So many  flights. None of them mine.
  • Goldy | The Stranger
  • So many flights. None of them mine.

I'm stuck at O'Hare in a perpetual three-hour layover. Every time we seem to move a little closer to departure, they move the departure time a little further away. And that is on top of the hour delay on our first segment. It's Sisyphean.

To be clear, had I been late for my flight I'd be out the price of the ticket (or at the very least, a $150 change fee). But American Airlines is actually under no legal obligation to get us where we're going in any time frame remotely close to what we purchased. If they don't get us out tonight, they'll get us out tomorrow. Maybe. If they find some room on another flight. Or whenever.

Air travel doesn't have to be this way. Nor was it always.

Yeah, I know: Flying is so much cheaper now than it was in the days of regulation. So I should quit my whining. But while this conventional wisdom is true, it does not necessarily mean that commercial air travel is cheaper today than it would have been had the regulatory regime continued. Indeed, according to a 2007 study, inflation-adjusted airline fares have actually fallen less steeply since deregulation than they had during the 30 years prior.

This paper makes clear that the grant of pricing freedom to the airline industry has generally resulted in average prices being higher than they would have been had regulation continued under the DPFI rate-setting policies.
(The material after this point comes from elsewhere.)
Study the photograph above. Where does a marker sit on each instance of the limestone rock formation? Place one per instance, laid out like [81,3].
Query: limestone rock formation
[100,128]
Airline fares were never static. The maximum fare was determined by a complex regulatory formula that took into account a variety of factors and capped profits at a reasonable return on investment. Given the productivity gains the industry has seen, most travelers would have seen fares fall faster under the old regulations than in the good old free market. And by far the largest impact on productivity is the size of the plane, an evolution that would have likely occurred with or without deregulation.

Also, the regulatory regime was not set in stone. The fare-setting formula and other rules could have, and likely would have been adjusted to deal with changing industry realities. While we can't know that fares would have continued to fall as they had during the 30 years prior to deregulation, we've got no reason to suppose that they wouldn't have.

And under the old regulatory regime, I'd probably be well on my way home by now, as AA would have just rebooked me on the next flight to Seattle—whatever the airline—not the next AA flight... of which there isn't any tonight.

And that would make "unavoidable" delays like this a bit more avoidable.